The Treausury Department bruhaha gave people something to sink their teeth into, something concrete to protest, unlike the Patriot Act which remains slippery. I disagree with Donadio that the definition of censorship has loosened so much that it "has become nearly devoid of meaning." I think the government has learned that it cannot ban books outright and so it has turned to different means of censorship. The definition of censorship has not loosened, but the subtely by which censorship is accomplished has become more difficult to pin down. Even if the Patriot Act itself is not directly censorious, if it causes someone to censor herself at the library for fear of the government finding out she is interested in Islam, if it stops someone from buying a book about terrorism because someone might be watching, then the Patriot Act is censorship. But how does one know if this is happening? One doesn't, but that doesn't make it okay either. The fact that it could happen is reason enough for concern. Thoughts of Philip Roth's book The Plot Against America dance in my head.

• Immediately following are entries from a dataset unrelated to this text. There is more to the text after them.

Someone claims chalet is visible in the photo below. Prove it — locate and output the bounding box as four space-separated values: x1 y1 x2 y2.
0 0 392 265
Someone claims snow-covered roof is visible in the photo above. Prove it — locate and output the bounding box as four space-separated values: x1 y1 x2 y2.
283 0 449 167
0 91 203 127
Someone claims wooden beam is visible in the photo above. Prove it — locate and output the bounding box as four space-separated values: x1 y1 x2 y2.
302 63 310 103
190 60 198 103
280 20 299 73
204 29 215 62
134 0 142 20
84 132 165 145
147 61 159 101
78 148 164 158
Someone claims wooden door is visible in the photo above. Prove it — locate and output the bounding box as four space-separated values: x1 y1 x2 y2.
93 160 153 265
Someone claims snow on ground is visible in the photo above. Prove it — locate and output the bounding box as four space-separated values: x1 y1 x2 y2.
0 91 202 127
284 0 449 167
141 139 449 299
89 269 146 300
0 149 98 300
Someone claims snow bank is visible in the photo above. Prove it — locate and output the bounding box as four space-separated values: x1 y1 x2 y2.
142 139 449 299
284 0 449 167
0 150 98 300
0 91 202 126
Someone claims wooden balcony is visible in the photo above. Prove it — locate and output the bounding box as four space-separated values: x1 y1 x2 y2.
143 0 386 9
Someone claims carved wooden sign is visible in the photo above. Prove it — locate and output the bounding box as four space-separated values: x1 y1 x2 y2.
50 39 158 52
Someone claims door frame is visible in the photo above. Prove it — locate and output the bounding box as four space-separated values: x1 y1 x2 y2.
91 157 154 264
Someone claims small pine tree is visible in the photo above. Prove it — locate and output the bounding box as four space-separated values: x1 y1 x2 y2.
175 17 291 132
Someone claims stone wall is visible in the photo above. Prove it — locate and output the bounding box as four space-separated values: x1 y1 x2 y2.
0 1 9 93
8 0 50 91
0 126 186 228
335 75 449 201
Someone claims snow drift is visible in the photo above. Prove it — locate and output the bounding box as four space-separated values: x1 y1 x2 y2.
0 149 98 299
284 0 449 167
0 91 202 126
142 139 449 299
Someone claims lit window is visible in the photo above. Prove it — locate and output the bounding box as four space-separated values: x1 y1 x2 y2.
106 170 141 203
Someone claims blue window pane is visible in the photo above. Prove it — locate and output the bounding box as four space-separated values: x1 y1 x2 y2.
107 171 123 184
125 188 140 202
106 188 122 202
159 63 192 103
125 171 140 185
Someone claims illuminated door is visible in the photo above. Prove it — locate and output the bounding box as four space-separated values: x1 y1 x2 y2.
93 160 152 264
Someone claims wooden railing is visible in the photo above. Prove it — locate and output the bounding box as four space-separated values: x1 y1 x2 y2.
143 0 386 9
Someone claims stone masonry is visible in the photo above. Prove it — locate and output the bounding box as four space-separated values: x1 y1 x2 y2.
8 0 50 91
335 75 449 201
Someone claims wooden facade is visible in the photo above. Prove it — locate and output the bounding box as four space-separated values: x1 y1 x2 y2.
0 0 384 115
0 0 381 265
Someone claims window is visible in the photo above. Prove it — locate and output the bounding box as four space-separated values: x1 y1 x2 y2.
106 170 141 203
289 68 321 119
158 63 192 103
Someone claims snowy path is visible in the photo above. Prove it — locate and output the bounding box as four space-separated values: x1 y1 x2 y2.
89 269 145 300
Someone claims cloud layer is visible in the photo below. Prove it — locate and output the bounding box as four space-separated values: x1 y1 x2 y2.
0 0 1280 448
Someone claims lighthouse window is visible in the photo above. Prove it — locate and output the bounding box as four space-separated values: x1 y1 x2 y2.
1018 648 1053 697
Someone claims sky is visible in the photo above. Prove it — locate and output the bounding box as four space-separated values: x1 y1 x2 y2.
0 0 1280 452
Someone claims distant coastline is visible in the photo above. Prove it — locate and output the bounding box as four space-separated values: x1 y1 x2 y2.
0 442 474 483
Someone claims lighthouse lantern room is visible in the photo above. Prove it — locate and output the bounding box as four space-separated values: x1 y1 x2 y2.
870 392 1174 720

In that book seemingly good programs and laws were enacted that affected mainly the Jews. Some of the Jews said the programs were good while others who looked at the accumulation of the programs saw what the ultimate results would be if something wasn't done. It is the same with censorship today. The Patriot Act, the Treasury Department, warning stickers on textbooks, these are all pieces of something bigger. I am not crying doom and gloom and by no means do I think there is a conspiracy afoot. But as readers I think we have to be vigilant to all forms censorship might take. We need to question fellow citizens, school boards, local and federal governments, and ourselves. Donadio ends her essay quoting Azar Nafisi, author of the very good book, Reading Lolita in Tehran,
"There's always a clash, an underlying tension, between politics, which is basically trying to keep the status quo, and literature, which is constantly questioning the status quo,'' Nafisi says. ''This tension between politics and culture is healthy. Each of us are playing our roles.''
Donadio concludes, "You might say that all this conflict about infringements -- both real and perceived -- on free expression bodes well for free expression." I agree. I'd really worry if no one was saying anything; complacency would mean we really were in trouble.

Sunday, December 19, 2004

A Reviewer Reviewing a Reviewer

A wonderful review essay at the TLS about a newish book called Alone! Alone!: Lives of Some Outsider Women by Rosemary Dinnage. Dinnage is a reviewer who, by the sound of it, has been working for some time. I have never heard of her, but the review of Alone! Alone! has got me excited to read her book. The TLS reviewer writes:

What is it that Dinnage practises? It is not exactly anonymity, though it is related; it is rather a fully present quietness of self which allows those other voices, the voices of the dead and the gone, to be heard, the voices of the artists and history makers who helped form the self-consciousness of the still-alive. Alone! Alone! is a comradely reminder that no voice, no matter how marginalized its source, is ever solitary. It is also a collection that happens to be deft, suspenseful, heart-warming and unforgettable. I’ll add the words generous, open and satisfying to that list; they may be uncritical-sounding but they are proper in Rosemary Dinnage’s critical terms, on which she herself stands symbolically singularly in a world of reviewers who use their space in a much less attentive, much more prejudiced way.
Glowing to say the least. But beside this review that any writer would envy, the reviewer, Ali Smith, begins the essay asking, "What is reviewing for, when there hardly ever seems to be time or space to give either book or writer the proper context of the writer’s previous work?" She doesn't answer it directly but slips smoothly into discussing Dinnage's work, using Alone! Alone! as one possible answer to what the purpose of reviewing a book should be. It is an interesting question when the market for formal print book reviews appears to be shrinking while the online audience grows. It is also interesting in the light of the discovery earlier this year that authors and author's friends were reviewing their own books at Amazon.com. What is the point of a review? One could certainly say it is to sell books, but not always since not all reviews are good. One could say that it is a critical examination of an author's work, but not always since some reviews simply provide a brief outline of the book in question. I'm not sure what the answer is. I do know that the kind of review I like best is the kind that Ali Smith wrote for Dinnage's book. A Review that is more of an essay, that makes me think about the book in question but also about its context; a review that tells me enough about the book to make me interested--or not--and then discusses the author's writing and it's place in the author's oeuvre; those are the kinds of reviews I like best. As for Dinnage's book, I sure hope somebody gifts me with a holiday check or Barnes and Noble card because I'd really like to read this book.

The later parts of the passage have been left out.